In our daily life, we have very few words to describe a color (red, green, blue, yellow…), so you may assume that the total number of different colors T is very small. To make it simple, we express the names of colors as color 1, color 2, ... color T. At the beginning, the board was painted in color 1. Now the rest of problem is left to your.
Input
First line of input contains L (1 <= L <= 100000), T (1 <= T <= 30) and O (1 <= O <= 100000). Here O denotes the number of operations.
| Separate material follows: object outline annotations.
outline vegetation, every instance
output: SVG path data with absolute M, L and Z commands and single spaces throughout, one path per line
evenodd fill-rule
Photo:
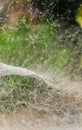
M 60 7 L 59 5 L 61 1 L 56 7 Z M 55 72 L 56 74 L 69 72 L 73 75 L 74 71 L 79 75 L 82 69 L 81 30 L 67 20 L 69 11 L 67 8 L 64 15 L 65 7 L 67 4 L 66 6 L 63 4 L 62 14 L 61 9 L 57 10 L 56 14 L 58 13 L 59 17 L 54 21 L 46 19 L 45 22 L 34 25 L 23 18 L 15 26 L 0 28 L 0 61 L 42 72 L 49 71 L 52 75 Z M 47 6 L 43 13 L 46 9 Z M 50 11 L 51 7 L 47 15 L 50 14 L 52 17 L 53 13 Z M 61 20 L 62 17 L 63 20 Z M 72 97 L 69 103 L 64 102 L 63 99 L 66 99 L 67 94 L 63 97 L 61 89 L 52 90 L 51 86 L 41 79 L 11 75 L 0 80 L 0 112 L 10 112 L 22 107 L 38 106 L 41 108 L 42 106 L 44 107 L 42 110 L 49 107 L 49 110 L 53 109 L 53 112 L 58 115 L 64 115 L 62 111 L 70 114 L 77 113 L 76 106 L 79 106 L 79 103 L 75 102 L 75 98 L 72 100 L 74 108 L 70 104 Z M 59 107 L 62 111 L 58 109 Z

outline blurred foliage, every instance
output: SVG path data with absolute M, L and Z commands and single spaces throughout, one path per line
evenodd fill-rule
M 1 61 L 22 67 L 42 70 L 65 69 L 70 60 L 70 47 L 57 40 L 56 27 L 50 23 L 27 25 L 0 31 Z

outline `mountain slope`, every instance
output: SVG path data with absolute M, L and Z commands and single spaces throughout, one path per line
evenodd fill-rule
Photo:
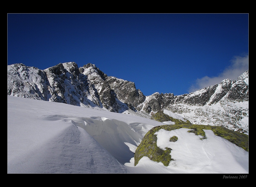
M 145 96 L 134 83 L 109 77 L 88 64 L 61 63 L 44 70 L 22 64 L 7 66 L 7 95 L 62 103 L 150 118 L 167 109 L 192 123 L 248 133 L 249 71 L 237 80 L 189 94 L 156 92 Z

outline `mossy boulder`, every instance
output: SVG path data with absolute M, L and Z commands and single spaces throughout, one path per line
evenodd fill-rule
M 186 121 L 185 122 L 180 119 L 175 119 L 172 117 L 164 113 L 163 110 L 160 110 L 158 111 L 155 114 L 153 114 L 150 118 L 151 119 L 160 121 L 160 122 L 164 122 L 164 121 L 171 121 L 175 123 L 175 124 L 191 124 L 191 123 L 189 120 L 186 120 Z
M 203 125 L 192 124 L 175 124 L 164 125 L 153 127 L 147 133 L 138 146 L 134 154 L 134 165 L 136 166 L 140 159 L 143 156 L 147 156 L 150 160 L 158 162 L 161 162 L 166 166 L 168 166 L 172 159 L 172 149 L 166 147 L 166 150 L 158 147 L 157 138 L 156 132 L 162 129 L 170 131 L 181 128 L 191 129 L 189 132 L 201 135 L 201 139 L 207 138 L 203 129 L 211 130 L 216 136 L 223 138 L 234 143 L 245 150 L 249 151 L 249 136 L 246 134 L 234 131 L 224 127 Z M 175 142 L 178 137 L 174 136 L 170 138 L 170 141 Z

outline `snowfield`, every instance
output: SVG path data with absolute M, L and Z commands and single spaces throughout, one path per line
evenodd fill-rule
M 172 149 L 168 166 L 144 157 L 135 167 L 134 152 L 145 135 L 166 124 L 8 96 L 7 173 L 249 173 L 248 152 L 211 130 L 202 140 L 185 128 L 157 133 L 158 146 Z M 169 141 L 174 135 L 178 140 Z

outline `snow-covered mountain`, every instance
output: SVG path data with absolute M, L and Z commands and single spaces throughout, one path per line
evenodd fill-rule
M 249 71 L 237 80 L 189 94 L 145 96 L 134 83 L 108 76 L 95 65 L 61 63 L 44 70 L 7 66 L 7 95 L 61 103 L 150 118 L 166 109 L 192 123 L 222 126 L 248 134 Z
M 219 173 L 223 174 L 215 179 L 248 178 L 248 151 L 210 130 L 204 130 L 207 138 L 202 139 L 187 128 L 159 130 L 157 146 L 171 149 L 173 160 L 165 166 L 143 156 L 135 166 L 136 150 L 145 134 L 168 125 L 94 109 L 7 96 L 7 173 Z M 178 140 L 170 142 L 173 136 Z

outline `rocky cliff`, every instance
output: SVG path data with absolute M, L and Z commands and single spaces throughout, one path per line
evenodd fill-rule
M 108 76 L 95 65 L 61 63 L 44 70 L 7 66 L 7 95 L 65 103 L 150 118 L 167 109 L 193 124 L 248 131 L 249 71 L 189 94 L 144 95 L 134 83 Z M 242 129 L 242 130 L 241 130 Z

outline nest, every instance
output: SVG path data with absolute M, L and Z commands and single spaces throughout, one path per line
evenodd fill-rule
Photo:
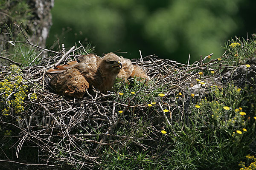
M 93 94 L 88 93 L 79 99 L 55 94 L 47 84 L 46 71 L 76 60 L 82 47 L 55 52 L 22 70 L 22 84 L 29 87 L 23 105 L 24 110 L 17 113 L 11 108 L 1 120 L 1 127 L 12 130 L 12 148 L 17 158 L 27 150 L 26 148 L 38 150 L 35 160 L 20 162 L 47 166 L 68 164 L 92 169 L 95 164 L 104 163 L 106 150 L 118 154 L 125 148 L 128 153 L 145 150 L 151 158 L 161 157 L 169 147 L 167 143 L 171 140 L 161 131 L 168 128 L 172 133 L 174 122 L 184 122 L 191 100 L 196 103 L 205 95 L 207 86 L 218 82 L 210 79 L 211 74 L 205 71 L 221 70 L 219 61 L 210 59 L 211 55 L 192 65 L 155 55 L 141 57 L 132 62 L 142 68 L 151 80 L 147 84 L 130 80 L 139 84 L 132 95 L 121 96 L 118 92 L 126 85 L 121 84 L 111 93 L 102 94 L 94 89 Z M 8 67 L 3 67 L 2 70 L 2 82 L 8 75 L 17 76 Z M 203 70 L 205 75 L 198 74 Z M 215 71 L 213 77 L 218 79 L 220 73 Z M 204 80 L 205 84 L 198 83 L 196 79 Z M 161 88 L 157 90 L 159 87 Z M 142 94 L 148 96 L 153 91 L 156 94 L 152 96 L 153 100 L 141 102 Z M 31 99 L 32 93 L 37 94 L 37 99 Z M 165 95 L 158 96 L 159 93 Z M 195 94 L 193 97 L 192 93 Z M 9 97 L 7 100 L 12 96 Z

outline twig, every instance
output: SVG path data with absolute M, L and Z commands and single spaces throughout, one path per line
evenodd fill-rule
M 72 50 L 73 50 L 74 49 L 75 49 L 75 48 L 76 48 L 76 46 L 73 46 L 72 47 L 72 48 L 71 48 L 70 49 L 70 50 L 67 52 L 65 53 L 65 54 L 64 54 L 64 55 L 63 55 L 63 56 L 62 56 L 62 57 L 58 61 L 58 62 L 57 62 L 56 63 L 55 63 L 55 64 L 54 64 L 53 65 L 53 66 L 52 68 L 54 68 L 55 67 L 56 67 L 56 66 L 57 66 L 59 64 L 60 64 L 60 63 L 62 61 L 63 59 L 64 59 L 64 58 L 65 57 L 66 57 L 69 54 L 70 54 L 72 51 Z
M 12 61 L 12 60 L 10 59 L 9 58 L 5 57 L 2 57 L 2 56 L 0 56 L 0 58 L 2 58 L 3 59 L 7 60 L 11 62 L 12 62 L 13 64 L 15 64 L 16 65 L 18 65 L 19 66 L 21 65 L 21 63 L 20 63 L 20 62 L 15 62 L 15 61 Z

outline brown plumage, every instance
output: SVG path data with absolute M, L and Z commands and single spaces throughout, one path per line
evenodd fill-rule
M 130 76 L 148 79 L 141 68 L 133 65 L 129 60 L 113 53 L 102 58 L 90 54 L 79 57 L 79 60 L 80 62 L 69 62 L 47 71 L 51 78 L 49 84 L 57 94 L 80 98 L 92 85 L 105 93 L 112 89 L 117 77 L 126 81 Z

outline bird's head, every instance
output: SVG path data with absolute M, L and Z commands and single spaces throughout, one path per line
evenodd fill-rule
M 118 74 L 122 68 L 120 58 L 113 53 L 108 53 L 102 58 L 100 67 L 106 71 Z

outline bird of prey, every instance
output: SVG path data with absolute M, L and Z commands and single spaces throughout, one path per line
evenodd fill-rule
M 91 86 L 103 93 L 111 91 L 116 77 L 125 81 L 130 76 L 149 79 L 143 70 L 132 65 L 131 60 L 113 53 L 102 58 L 90 54 L 78 59 L 78 62 L 68 62 L 47 71 L 51 78 L 49 84 L 58 94 L 78 98 Z

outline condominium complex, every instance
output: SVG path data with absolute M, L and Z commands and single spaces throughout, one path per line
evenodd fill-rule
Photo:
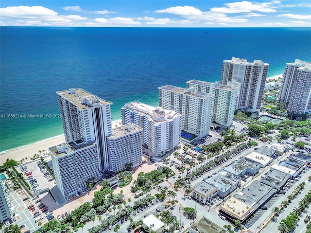
M 226 127 L 232 124 L 237 92 L 235 88 L 225 85 L 219 85 L 213 89 L 215 96 L 213 120 L 215 122 Z
M 241 87 L 238 90 L 238 109 L 259 112 L 268 68 L 269 64 L 261 60 L 248 62 L 232 57 L 224 61 L 221 84 Z
M 237 100 L 237 88 L 220 85 L 219 82 L 210 83 L 192 80 L 187 82 L 188 88 L 194 88 L 198 91 L 214 96 L 212 120 L 222 125 L 229 127 L 233 122 Z
M 0 222 L 4 223 L 5 220 L 8 220 L 11 215 L 5 189 L 2 180 L 0 180 Z
M 186 83 L 187 83 L 187 88 L 194 88 L 197 91 L 209 94 L 212 94 L 214 88 L 220 84 L 220 83 L 218 81 L 210 83 L 195 79 L 188 81 Z
M 111 134 L 110 105 L 81 89 L 56 92 L 66 143 L 49 148 L 57 187 L 68 197 L 97 181 L 109 168 L 107 136 Z
M 49 148 L 57 187 L 65 197 L 86 186 L 86 181 L 101 177 L 97 143 L 76 141 Z
M 181 115 L 174 111 L 134 102 L 121 112 L 122 124 L 134 123 L 143 129 L 142 143 L 156 156 L 179 143 Z
M 102 169 L 108 167 L 106 137 L 111 134 L 111 102 L 81 89 L 56 92 L 66 141 L 96 142 Z
M 110 169 L 115 172 L 124 170 L 127 164 L 133 167 L 141 163 L 142 129 L 128 123 L 112 129 L 107 138 Z
M 311 109 L 311 62 L 296 59 L 286 63 L 279 99 L 290 112 L 303 114 Z
M 209 133 L 213 95 L 196 91 L 195 88 L 167 85 L 158 88 L 160 106 L 182 114 L 182 130 L 200 138 Z

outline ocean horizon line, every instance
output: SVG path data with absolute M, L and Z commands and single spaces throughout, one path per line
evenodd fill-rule
M 267 77 L 266 78 L 266 79 L 275 79 L 276 78 L 278 78 L 280 76 L 283 75 L 283 73 L 280 73 L 280 74 L 276 74 L 276 75 L 271 76 L 271 77 Z M 154 107 L 157 107 L 157 106 L 154 106 Z M 121 118 L 120 118 L 120 119 L 116 119 L 116 120 L 115 120 L 114 119 L 113 120 L 113 121 L 111 121 L 112 125 L 113 125 L 114 122 L 119 122 L 119 121 L 121 121 Z M 45 142 L 48 141 L 49 140 L 51 140 L 52 139 L 53 139 L 57 138 L 59 138 L 59 137 L 63 137 L 63 136 L 64 136 L 64 134 L 61 134 L 61 135 L 57 135 L 57 136 L 54 136 L 54 137 L 52 137 L 52 138 L 47 138 L 47 139 L 43 139 L 42 140 L 41 140 L 41 141 L 37 141 L 37 142 L 36 142 L 32 143 L 27 144 L 25 144 L 25 145 L 22 145 L 22 146 L 18 146 L 18 147 L 15 147 L 15 148 L 12 148 L 12 149 L 8 149 L 8 150 L 4 150 L 3 151 L 0 151 L 0 155 L 1 154 L 5 154 L 6 153 L 11 152 L 12 151 L 18 150 L 18 149 L 21 149 L 21 148 L 26 148 L 26 147 L 27 147 L 31 146 L 32 145 L 35 145 L 36 144 L 39 144 L 40 143 L 44 143 Z M 51 145 L 51 146 L 52 146 L 53 145 Z

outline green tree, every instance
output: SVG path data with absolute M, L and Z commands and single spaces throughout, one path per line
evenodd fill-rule
M 295 147 L 300 148 L 301 149 L 303 149 L 305 147 L 305 144 L 300 142 L 297 142 L 296 143 L 295 143 L 294 145 Z
M 248 134 L 251 136 L 258 136 L 261 134 L 264 133 L 265 131 L 265 128 L 261 126 L 256 125 L 249 124 L 248 127 Z
M 271 211 L 273 214 L 273 219 L 275 218 L 276 216 L 278 215 L 281 213 L 281 210 L 277 206 L 274 207 Z
M 3 233 L 21 233 L 21 231 L 17 225 L 10 225 L 4 228 Z
M 283 129 L 279 130 L 279 136 L 281 138 L 288 138 L 290 137 L 290 131 L 287 129 Z

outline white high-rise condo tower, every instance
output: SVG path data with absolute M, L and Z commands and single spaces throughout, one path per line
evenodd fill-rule
M 212 120 L 214 95 L 167 85 L 159 89 L 159 105 L 182 115 L 181 128 L 202 138 L 209 133 Z
M 81 89 L 56 92 L 66 142 L 50 147 L 57 187 L 65 197 L 98 180 L 108 168 L 106 137 L 112 103 Z
M 136 167 L 141 163 L 142 129 L 128 123 L 112 129 L 107 138 L 110 169 L 119 172 L 127 164 Z
M 141 143 L 156 156 L 179 144 L 181 115 L 174 111 L 133 102 L 122 108 L 121 114 L 123 124 L 134 123 L 143 129 Z
M 311 62 L 296 59 L 286 63 L 279 100 L 289 112 L 303 114 L 311 109 Z
M 248 62 L 246 59 L 232 57 L 223 63 L 221 84 L 241 89 L 238 96 L 237 109 L 259 112 L 263 94 L 269 64 L 261 60 Z
M 187 88 L 213 94 L 215 96 L 212 120 L 219 125 L 229 127 L 232 124 L 238 88 L 220 85 L 219 82 L 210 83 L 192 80 L 187 82 Z

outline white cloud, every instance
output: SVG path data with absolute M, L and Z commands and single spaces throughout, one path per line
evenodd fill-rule
M 279 3 L 279 1 L 261 3 L 247 1 L 237 1 L 225 3 L 225 6 L 222 7 L 213 7 L 210 9 L 210 11 L 213 12 L 226 14 L 247 13 L 252 11 L 265 13 L 276 12 L 276 10 L 275 8 L 276 8 L 276 6 L 274 5 Z
M 164 10 L 156 11 L 156 13 L 170 13 L 180 16 L 199 16 L 203 12 L 199 9 L 193 6 L 173 6 Z
M 199 9 L 189 6 L 170 7 L 165 10 L 156 11 L 156 12 L 178 15 L 190 21 L 213 21 L 227 22 L 245 22 L 248 21 L 245 18 L 228 17 L 225 14 L 220 13 L 204 12 Z
M 266 15 L 258 13 L 248 13 L 243 15 L 243 17 L 258 17 L 259 16 L 266 16 Z
M 115 11 L 109 11 L 106 10 L 104 10 L 103 11 L 90 11 L 90 13 L 94 13 L 94 14 L 101 14 L 102 15 L 105 15 L 106 14 L 112 14 L 112 13 L 116 13 L 117 12 Z
M 287 17 L 297 19 L 311 19 L 311 15 L 303 16 L 302 15 L 294 15 L 294 14 L 283 14 L 283 15 L 278 15 L 276 16 L 276 17 Z
M 65 11 L 78 11 L 78 12 L 82 11 L 82 9 L 79 6 L 65 6 L 63 7 L 63 9 Z
M 133 18 L 124 18 L 123 17 L 115 17 L 110 18 L 95 18 L 94 20 L 96 22 L 101 23 L 109 23 L 110 24 L 126 24 L 126 25 L 132 25 L 132 24 L 140 24 L 140 22 L 135 21 Z
M 2 18 L 30 18 L 54 17 L 57 12 L 40 6 L 8 6 L 0 8 Z

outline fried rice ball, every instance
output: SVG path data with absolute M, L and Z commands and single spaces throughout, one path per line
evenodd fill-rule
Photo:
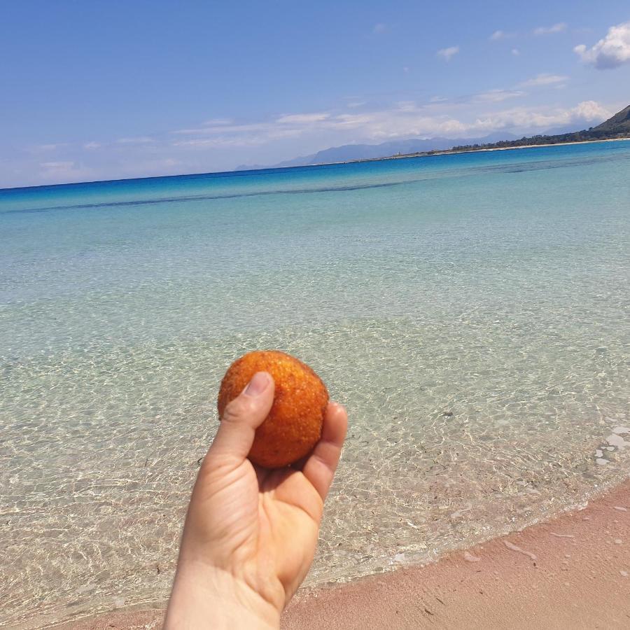
M 321 379 L 299 359 L 279 350 L 255 350 L 227 368 L 219 390 L 219 417 L 257 372 L 276 385 L 269 415 L 256 429 L 248 456 L 266 468 L 279 468 L 307 455 L 321 436 L 328 392 Z

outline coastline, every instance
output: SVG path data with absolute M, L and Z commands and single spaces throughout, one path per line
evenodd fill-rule
M 350 160 L 347 162 L 328 162 L 321 164 L 309 164 L 309 166 L 329 166 L 336 164 L 356 164 L 362 162 L 380 162 L 384 160 L 407 160 L 412 158 L 435 158 L 437 155 L 457 155 L 460 153 L 483 153 L 490 151 L 512 151 L 524 148 L 538 148 L 545 146 L 570 146 L 573 144 L 596 144 L 599 142 L 626 142 L 630 140 L 630 136 L 627 138 L 605 138 L 601 140 L 581 140 L 577 142 L 550 142 L 547 144 L 519 144 L 518 146 L 496 146 L 491 148 L 483 148 L 479 147 L 468 150 L 453 150 L 444 149 L 442 151 L 426 151 L 419 153 L 405 153 L 402 155 L 388 155 L 386 158 L 368 158 L 365 160 Z
M 53 627 L 154 630 L 163 607 L 136 606 Z M 629 626 L 630 479 L 583 508 L 435 564 L 303 589 L 281 624 L 283 630 Z

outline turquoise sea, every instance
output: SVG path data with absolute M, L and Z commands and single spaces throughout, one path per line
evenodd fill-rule
M 0 626 L 164 600 L 221 376 L 351 428 L 307 585 L 628 476 L 630 141 L 0 190 Z

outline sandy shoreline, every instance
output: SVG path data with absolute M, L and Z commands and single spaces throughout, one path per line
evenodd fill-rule
M 58 630 L 153 630 L 161 607 L 136 608 Z M 284 630 L 630 627 L 630 481 L 521 532 L 435 564 L 303 591 Z

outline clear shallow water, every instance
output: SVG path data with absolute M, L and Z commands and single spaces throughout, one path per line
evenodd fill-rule
M 254 348 L 350 414 L 308 584 L 626 477 L 629 211 L 630 142 L 0 191 L 0 624 L 167 596 Z

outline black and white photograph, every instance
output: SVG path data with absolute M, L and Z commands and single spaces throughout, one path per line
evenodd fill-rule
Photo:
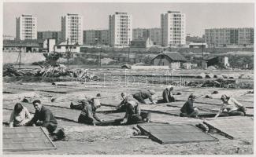
M 4 156 L 255 155 L 255 0 L 1 4 Z

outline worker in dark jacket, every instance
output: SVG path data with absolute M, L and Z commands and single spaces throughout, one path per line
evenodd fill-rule
M 135 100 L 137 101 L 135 98 L 132 96 L 128 96 L 126 93 L 121 93 L 121 94 L 122 97 L 122 101 L 117 106 L 118 111 L 126 111 L 127 108 L 127 102 L 129 100 Z
M 155 93 L 156 92 L 153 89 L 139 91 L 133 94 L 132 97 L 142 104 L 147 104 L 144 100 L 148 98 L 152 104 L 155 104 L 155 102 L 154 102 L 152 99 L 152 95 L 155 94 Z
M 63 139 L 65 137 L 64 129 L 56 130 L 58 122 L 50 110 L 42 105 L 40 100 L 35 100 L 32 104 L 35 113 L 30 122 L 31 125 L 46 127 L 50 135 L 53 136 L 53 141 Z
M 97 93 L 96 97 L 101 97 L 101 94 Z M 85 96 L 85 99 L 87 99 L 87 96 Z M 76 109 L 76 110 L 83 110 L 83 108 L 84 108 L 84 105 L 85 105 L 83 100 L 84 99 L 79 100 L 77 103 L 71 102 L 70 108 Z
M 183 107 L 180 108 L 181 113 L 180 114 L 180 116 L 181 117 L 197 117 L 198 114 L 198 110 L 193 107 L 193 103 L 195 101 L 195 96 L 194 94 L 191 94 L 188 97 L 188 100 L 186 101 L 186 103 L 183 105 Z
M 95 119 L 98 122 L 103 122 L 96 115 L 96 109 L 101 107 L 98 99 L 87 97 L 83 100 L 84 107 L 78 118 L 78 122 L 95 126 Z
M 126 112 L 121 124 L 135 124 L 142 122 L 139 104 L 135 100 L 129 100 L 126 103 Z
M 173 93 L 173 86 L 168 86 L 163 91 L 164 103 L 175 102 L 175 98 Z

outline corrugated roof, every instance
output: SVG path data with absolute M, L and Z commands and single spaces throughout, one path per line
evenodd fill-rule
M 13 43 L 3 43 L 4 47 L 39 47 L 39 43 L 35 42 L 13 42 Z
M 163 52 L 161 54 L 158 55 L 156 57 L 158 56 L 167 56 L 169 57 L 171 60 L 175 60 L 175 61 L 187 61 L 186 58 L 182 56 L 180 53 L 177 52 Z

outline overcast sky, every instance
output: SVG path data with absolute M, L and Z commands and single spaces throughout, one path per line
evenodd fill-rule
M 83 30 L 108 29 L 109 15 L 127 12 L 132 15 L 132 27 L 160 27 L 160 15 L 168 10 L 186 14 L 187 34 L 199 35 L 205 28 L 254 27 L 253 3 L 75 3 L 5 2 L 3 35 L 16 35 L 16 17 L 37 17 L 38 31 L 61 31 L 61 16 L 78 13 Z

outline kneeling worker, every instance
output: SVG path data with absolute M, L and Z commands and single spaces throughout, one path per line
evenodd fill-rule
M 175 102 L 175 98 L 173 93 L 173 86 L 168 86 L 163 91 L 164 103 Z
M 42 105 L 40 100 L 35 100 L 32 104 L 35 113 L 30 122 L 31 125 L 46 127 L 50 134 L 53 136 L 53 141 L 65 138 L 65 135 L 63 128 L 56 131 L 58 122 L 50 110 Z
M 96 126 L 94 119 L 100 122 L 103 122 L 96 115 L 96 109 L 101 107 L 98 99 L 87 97 L 83 100 L 83 104 L 84 107 L 79 115 L 78 122 Z
M 191 93 L 188 97 L 188 100 L 180 108 L 181 113 L 180 114 L 180 117 L 197 117 L 198 114 L 198 110 L 193 107 L 193 102 L 195 101 L 195 96 Z
M 135 124 L 142 121 L 140 108 L 138 102 L 129 100 L 126 103 L 126 113 L 121 124 Z
M 221 100 L 222 100 L 222 107 L 215 115 L 215 119 L 218 117 L 221 112 L 226 112 L 229 116 L 243 116 L 246 115 L 246 108 L 235 98 L 224 94 L 221 96 Z
M 144 100 L 145 99 L 149 98 L 152 104 L 155 104 L 155 102 L 153 101 L 152 95 L 155 94 L 156 92 L 153 89 L 149 89 L 147 91 L 139 91 L 132 95 L 132 97 L 136 99 L 139 102 L 142 104 L 147 104 Z

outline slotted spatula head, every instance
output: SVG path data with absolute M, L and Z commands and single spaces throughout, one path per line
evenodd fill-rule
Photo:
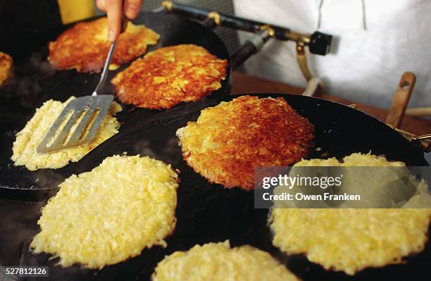
M 96 137 L 113 100 L 113 96 L 111 94 L 72 100 L 44 137 L 37 152 L 54 152 L 89 142 Z

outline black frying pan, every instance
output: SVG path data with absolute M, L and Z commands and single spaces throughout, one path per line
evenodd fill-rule
M 353 152 L 371 151 L 385 155 L 389 160 L 402 161 L 411 166 L 427 166 L 423 154 L 398 133 L 384 123 L 361 111 L 342 104 L 303 96 L 289 94 L 258 94 L 261 97 L 282 96 L 303 116 L 315 125 L 316 148 L 309 157 L 342 158 Z M 223 99 L 231 100 L 233 96 Z M 49 266 L 51 280 L 149 280 L 154 267 L 165 255 L 177 250 L 187 250 L 196 244 L 230 239 L 235 246 L 251 244 L 270 252 L 304 280 L 429 280 L 431 272 L 431 243 L 418 255 L 406 258 L 404 265 L 383 268 L 366 269 L 354 277 L 342 273 L 324 270 L 307 261 L 302 256 L 287 256 L 272 246 L 271 234 L 267 226 L 268 210 L 255 209 L 254 192 L 239 189 L 225 189 L 210 184 L 194 173 L 184 161 L 177 146 L 175 131 L 189 120 L 196 120 L 200 111 L 219 101 L 205 100 L 154 115 L 151 120 L 123 130 L 71 166 L 75 173 L 90 170 L 103 159 L 127 151 L 130 155 L 148 155 L 170 163 L 180 170 L 176 209 L 177 224 L 175 233 L 168 238 L 168 247 L 144 249 L 139 256 L 90 270 L 77 265 L 70 268 L 54 266 L 56 259 L 50 256 L 33 255 L 23 248 L 22 266 Z M 315 149 L 316 149 L 315 148 Z M 33 211 L 34 212 L 34 211 Z M 37 216 L 36 214 L 32 215 Z M 35 221 L 33 222 L 35 228 Z
M 134 22 L 144 24 L 161 35 L 158 44 L 149 46 L 148 51 L 164 46 L 194 44 L 204 46 L 218 58 L 227 59 L 229 67 L 226 79 L 222 81 L 221 88 L 213 91 L 211 96 L 211 98 L 220 98 L 228 92 L 230 65 L 235 59 L 231 59 L 223 42 L 209 28 L 198 22 L 165 13 L 142 13 Z M 36 41 L 29 40 L 27 48 L 25 45 L 17 46 L 17 53 L 13 54 L 16 79 L 0 92 L 0 127 L 6 131 L 6 134 L 2 134 L 0 144 L 0 196 L 39 200 L 44 198 L 46 191 L 70 175 L 69 166 L 30 172 L 23 167 L 14 167 L 10 158 L 15 134 L 33 115 L 35 108 L 49 99 L 64 101 L 73 95 L 87 95 L 99 82 L 99 75 L 78 73 L 75 70 L 55 71 L 46 61 L 48 42 L 55 40 L 58 35 L 72 25 L 44 35 L 43 43 L 40 43 L 40 38 L 38 38 Z M 36 44 L 32 44 L 33 42 Z M 244 52 L 241 54 L 241 59 L 244 59 Z M 108 80 L 129 65 L 111 72 Z M 108 84 L 102 91 L 112 93 L 112 85 Z M 118 114 L 119 120 L 123 123 L 120 130 L 160 112 L 132 108 L 128 106 L 123 107 L 125 110 Z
Following O lines, each contains "C A B C" or "P A B" (here A, B, C are integers, and A may be larger than B) as an operation defined previously.
Output
Ouput results of the output operation in order, each line contains a number.
就是简单的线段树的区间更新和区间查询,因为颜色的数量很少,可以用二进制表示数量。
直接上代码
#include<iostream>
#include <stdio.h>
#include <algorithm>
#include <stdlib.h>
#define LL long long
using namespace std;
const int MAX = 1e6 + 50;
LL tree[MAX << 2];
LL lazy[MAX << 2];
void PushUp(int rt){
tree[rt] = tree[rt << 1] | tree[rt << 1 | 1];
}
void PushDown(int rt){
lazy[rt << 1] = lazy[rt << 1 | 1] = lazy[rt];
tree[rt << 1] = lazy[rt];
tree[rt << 1 | 1] = lazy[rt];
lazy[rt] = 0;
}
void Build(int l, int r, int rt){
if(l == r){
tree[rt] = 1;
return ;
}
int m = (l + r) >> 1;
Build(l, m, rt << 1);
Build(m + 1, r, rt << 1 | 1);
PushUp(rt);
}
int Le, Ri;
LL c;
void UpadteRange(int l, int r, int rt){
if(Le <= l && r <= Ri){
tree[rt] = c;
lazy[rt] = c;
return ;
}
if(lazy[rt]){
PushDown(rt);
}
int m = (l + r) >> 1;
if(Le <= m){
UpadteRange(l, m, rt << 1);
}
if(Ri > m){
UpadteRange(m + 1, r, rt << 1 | 1);
}
PushUp(rt);
}
LL Query(int l, int r, int rt){
if(Le <= l && r <= Ri){
return tree[rt];
}
if(lazy[rt]){
PushDown(rt);
}
int m = (l + r) >> 1;
LL ans = 0;
if(Le <= m){
ans |= Query(l, m, rt << 1);
}
if(Ri > m){
ans |= Query(m + 1, r, rt << 1 | 1);
}
return ans;
}
int main(){
int n, t, o;
scanf("%d%d%d", &n, &t, &o);
Build(1, n ,1);
while(o--){
char op;
scanf(" %c%d%d", &op, &Le, &Ri);
if(Le > Ri){
swap(Le, Ri);
}
if(op == 'C'){
int color;
scanf("%d", &color);
c = 1LL << (color - 1);
UpadteRange(1, n, 1);
} else{
LL res = Query(1, n, 1); //要开LL
int cnt = 0;
while(res){
if(res & 1){
cnt++;
}
res >>= 1;
}
printf("%d\n", cnt);
}
}
return 0;
}